Author : Roland De Wolk
Publisher : University of California Press
Page : 343 pages
File Size : 41,8 Mb
Release : 2021-04-13
Category : Biography & Autobiography
ISBN : 9780520383234

Get Book

American Disruptor by Roland De Wolk Pdf

The rags-to-riches story of Silicon Valley's original disruptor. American Disruptor is the untold story of Leland Stanford – from his birth in a backwoods bar to the founding of the world-class university that became and remains the nucleus of Silicon Valley. The life of this robber baron, politician, and historic influencer is the astonishing tale of how one supremely ambitious man became this country's original "disruptor" – reshaping industry and engineering one of the greatest raids on the public treasury for America’s transcontinental railroad, all while living more opulently than maharajas, kings, and emperors.

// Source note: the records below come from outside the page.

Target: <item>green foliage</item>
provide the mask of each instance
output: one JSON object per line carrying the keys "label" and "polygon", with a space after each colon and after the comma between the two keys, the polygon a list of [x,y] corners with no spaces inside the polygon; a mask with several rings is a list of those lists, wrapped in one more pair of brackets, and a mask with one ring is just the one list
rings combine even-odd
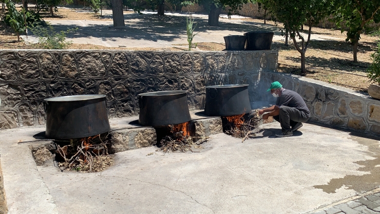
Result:
{"label": "green foliage", "polygon": [[370,81],[380,85],[380,42],[377,43],[377,49],[371,55],[372,63],[368,67],[367,77]]}
{"label": "green foliage", "polygon": [[38,48],[48,49],[67,49],[71,42],[66,41],[67,34],[77,30],[78,28],[68,28],[66,31],[56,32],[50,25],[46,28],[37,25],[31,28],[33,33],[39,37],[39,42],[34,45]]}
{"label": "green foliage", "polygon": [[25,32],[26,23],[27,25],[34,25],[41,21],[40,14],[34,11],[25,12],[23,8],[19,12],[16,9],[14,4],[10,0],[6,0],[5,3],[8,11],[5,14],[4,22],[13,29],[17,34],[18,41],[20,34]]}
{"label": "green foliage", "polygon": [[[199,33],[199,32],[194,34],[194,29],[197,27],[196,24],[195,26],[193,26],[194,24],[194,19],[192,17],[192,14],[190,14],[189,17],[186,17],[186,31],[187,33],[187,42],[188,43],[188,50],[192,50],[192,46],[193,46],[193,39],[194,38],[196,35]],[[197,43],[195,43],[195,48],[197,48]]]}
{"label": "green foliage", "polygon": [[[330,11],[333,20],[340,27],[341,32],[347,31],[346,41],[354,45],[354,61],[360,34],[371,22],[380,22],[380,1],[332,0]],[[356,45],[356,46],[355,46]]]}
{"label": "green foliage", "polygon": [[380,37],[380,29],[377,30],[374,30],[371,32],[369,35],[371,37]]}

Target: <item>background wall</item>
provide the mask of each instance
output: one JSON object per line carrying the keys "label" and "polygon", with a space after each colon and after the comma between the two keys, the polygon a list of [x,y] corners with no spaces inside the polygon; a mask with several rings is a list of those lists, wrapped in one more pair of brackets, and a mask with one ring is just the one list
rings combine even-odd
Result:
{"label": "background wall", "polygon": [[270,50],[2,51],[0,130],[45,124],[44,99],[66,95],[107,95],[110,117],[138,114],[138,95],[154,91],[187,91],[189,107],[202,109],[205,86],[255,85],[260,71],[276,70],[277,57]]}

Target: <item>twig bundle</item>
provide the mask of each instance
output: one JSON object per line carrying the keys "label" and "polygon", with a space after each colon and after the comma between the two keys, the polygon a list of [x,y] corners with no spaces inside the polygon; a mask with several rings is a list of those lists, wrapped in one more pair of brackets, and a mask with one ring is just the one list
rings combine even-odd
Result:
{"label": "twig bundle", "polygon": [[82,138],[76,142],[71,140],[70,145],[62,147],[56,144],[56,153],[63,160],[58,163],[58,166],[63,167],[63,170],[103,171],[113,163],[113,155],[108,153],[108,144],[102,139],[100,135]]}
{"label": "twig bundle", "polygon": [[225,117],[227,122],[223,124],[224,133],[233,137],[242,138],[242,142],[249,137],[255,136],[259,131],[260,116],[258,111],[251,112],[249,120],[243,118],[244,114],[235,116]]}

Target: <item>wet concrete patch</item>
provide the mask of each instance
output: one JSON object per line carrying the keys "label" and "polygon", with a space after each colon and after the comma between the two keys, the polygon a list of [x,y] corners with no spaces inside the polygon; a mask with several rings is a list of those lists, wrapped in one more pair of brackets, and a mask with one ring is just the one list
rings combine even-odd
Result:
{"label": "wet concrete patch", "polygon": [[375,139],[352,136],[350,139],[356,141],[368,148],[369,155],[374,159],[354,162],[360,166],[357,170],[367,172],[362,175],[347,175],[339,179],[333,179],[326,185],[316,185],[328,193],[336,193],[343,186],[347,189],[353,189],[358,192],[371,190],[380,186],[380,143]]}

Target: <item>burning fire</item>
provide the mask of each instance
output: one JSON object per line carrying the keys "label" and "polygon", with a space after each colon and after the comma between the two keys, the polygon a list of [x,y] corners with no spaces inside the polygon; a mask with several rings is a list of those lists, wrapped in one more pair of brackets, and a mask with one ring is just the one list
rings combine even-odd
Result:
{"label": "burning fire", "polygon": [[224,117],[229,122],[234,124],[237,128],[239,128],[241,125],[244,124],[243,116],[244,114],[245,114],[245,113],[238,115],[228,116]]}
{"label": "burning fire", "polygon": [[180,132],[182,132],[182,136],[184,137],[190,135],[190,131],[188,128],[188,124],[189,123],[190,121],[188,121],[184,122],[183,123],[173,125],[171,127],[172,133],[175,134]]}

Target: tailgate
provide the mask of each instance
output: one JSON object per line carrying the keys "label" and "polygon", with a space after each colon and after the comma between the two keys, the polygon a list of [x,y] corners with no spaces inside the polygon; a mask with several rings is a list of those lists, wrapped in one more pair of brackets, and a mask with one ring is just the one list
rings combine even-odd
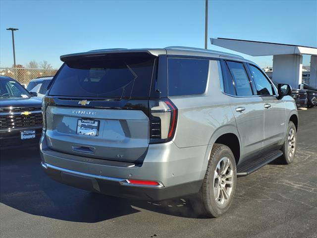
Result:
{"label": "tailgate", "polygon": [[142,161],[147,151],[149,118],[142,111],[50,106],[46,118],[54,150],[130,162]]}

It is also the saga of how Stanford, once a serial failure, overcame all obstacles to become one of America’s most powerful and wealthiest men, using his high elective office to enrich himself before losing the one thing that mattered most to him—his only child and son. Scandal and intrigue would follow Stanford through his life, and even after his death, when his widow was murdered in a Honolulu hotel—a crime quickly covered up by the almost stillborn university she had saved. Richly detailed and deeply researched, American Disruptor restores Leland Stanford’s rightful place as a revolutionary force and architect of modern America.

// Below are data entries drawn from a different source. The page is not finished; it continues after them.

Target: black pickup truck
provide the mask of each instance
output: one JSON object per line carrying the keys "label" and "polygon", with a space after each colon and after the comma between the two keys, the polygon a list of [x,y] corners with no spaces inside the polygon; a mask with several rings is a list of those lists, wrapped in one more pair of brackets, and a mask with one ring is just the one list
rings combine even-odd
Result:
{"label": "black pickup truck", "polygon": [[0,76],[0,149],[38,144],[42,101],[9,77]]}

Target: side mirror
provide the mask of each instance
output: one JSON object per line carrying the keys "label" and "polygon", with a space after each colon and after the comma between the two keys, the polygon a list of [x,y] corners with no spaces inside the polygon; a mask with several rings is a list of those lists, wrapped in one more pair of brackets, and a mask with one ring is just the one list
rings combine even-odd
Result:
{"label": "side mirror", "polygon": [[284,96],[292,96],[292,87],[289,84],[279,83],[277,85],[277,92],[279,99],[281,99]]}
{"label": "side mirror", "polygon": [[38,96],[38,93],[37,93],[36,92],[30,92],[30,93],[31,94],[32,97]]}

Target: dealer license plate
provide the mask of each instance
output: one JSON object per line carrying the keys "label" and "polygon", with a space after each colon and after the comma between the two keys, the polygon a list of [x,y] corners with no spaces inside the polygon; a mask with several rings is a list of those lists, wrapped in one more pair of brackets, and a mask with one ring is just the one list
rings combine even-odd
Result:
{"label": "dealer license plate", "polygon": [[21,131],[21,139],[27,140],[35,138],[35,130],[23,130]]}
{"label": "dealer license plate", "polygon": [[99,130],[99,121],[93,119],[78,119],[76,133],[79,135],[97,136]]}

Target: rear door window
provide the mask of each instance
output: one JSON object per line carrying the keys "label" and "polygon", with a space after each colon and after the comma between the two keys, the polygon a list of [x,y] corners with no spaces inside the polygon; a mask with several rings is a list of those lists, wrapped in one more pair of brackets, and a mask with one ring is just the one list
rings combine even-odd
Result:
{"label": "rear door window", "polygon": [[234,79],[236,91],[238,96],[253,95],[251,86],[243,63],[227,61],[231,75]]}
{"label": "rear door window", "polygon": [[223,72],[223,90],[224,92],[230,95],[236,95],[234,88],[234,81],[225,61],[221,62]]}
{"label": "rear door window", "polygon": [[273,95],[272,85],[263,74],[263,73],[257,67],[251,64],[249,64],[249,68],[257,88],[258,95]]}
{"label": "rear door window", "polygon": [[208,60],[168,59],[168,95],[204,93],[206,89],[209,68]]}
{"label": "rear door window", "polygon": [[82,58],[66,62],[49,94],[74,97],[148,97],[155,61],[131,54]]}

Who Killed Jane Stanford?: A Gilded Age Tale of Murder, Deceit, Spirits and the Birth of a University

Author : Richard White
Publisher : W. W. Norton & Company
Page : 394 pages
File Size : 49,8 Mb
Release : 2022-05-17
Category : History
ISBN : 9781324004349

Get Book

Who Killed Jane Stanford?: A Gilded Age Tale of Murder, Deceit, Spirits and the Birth of a University by Richard White Pdf

Named One of the Best Nonfiction Books of 2022 by the Los Angeles Times A premier historian penetrates the fog of corruption and cover-up still surrounding the murder of a Stanford University founder to establish who did it, how, and why. In 1885 Jane and Leland Stanford cofounded a university to honor their recently deceased young son. After her husband’s death in 1893, Jane Stanford, a devoted spiritualist who expected the university to inculcate her values, steered Stanford into eccentricity and public controversy for more than a decade. In 1905 she was murdered in Hawaii, a victim, according to the Honolulu coroner’s jury, of strychnine poisoning. With her vast fortune the university’s lifeline, the Stanford president and his allies quickly sought to foreclose challenges to her bequests by constructing a story of death by natural causes. The cover-up gained traction in the murky labyrinths of power, wealth, and corruption of Gilded Age San Francisco. The murderer walked. Deftly sifting the scattered evidence and conflicting stories of suspects and witnesses, Richard White gives us the first full account of Jane Stanford’s murder and its cover-up. Against a backdrop of the city’s machine politics, rogue policing, tong wars, and heated newspaper rivalries, White’s search for the murderer draws us into Jane Stanford’s imperious household and the academic enmities of the university. Although Stanford officials claimed that no one could have wanted to murder Jane, we meet several people who had the motives and the opportunity to do so. One of these, we discover, also had the means.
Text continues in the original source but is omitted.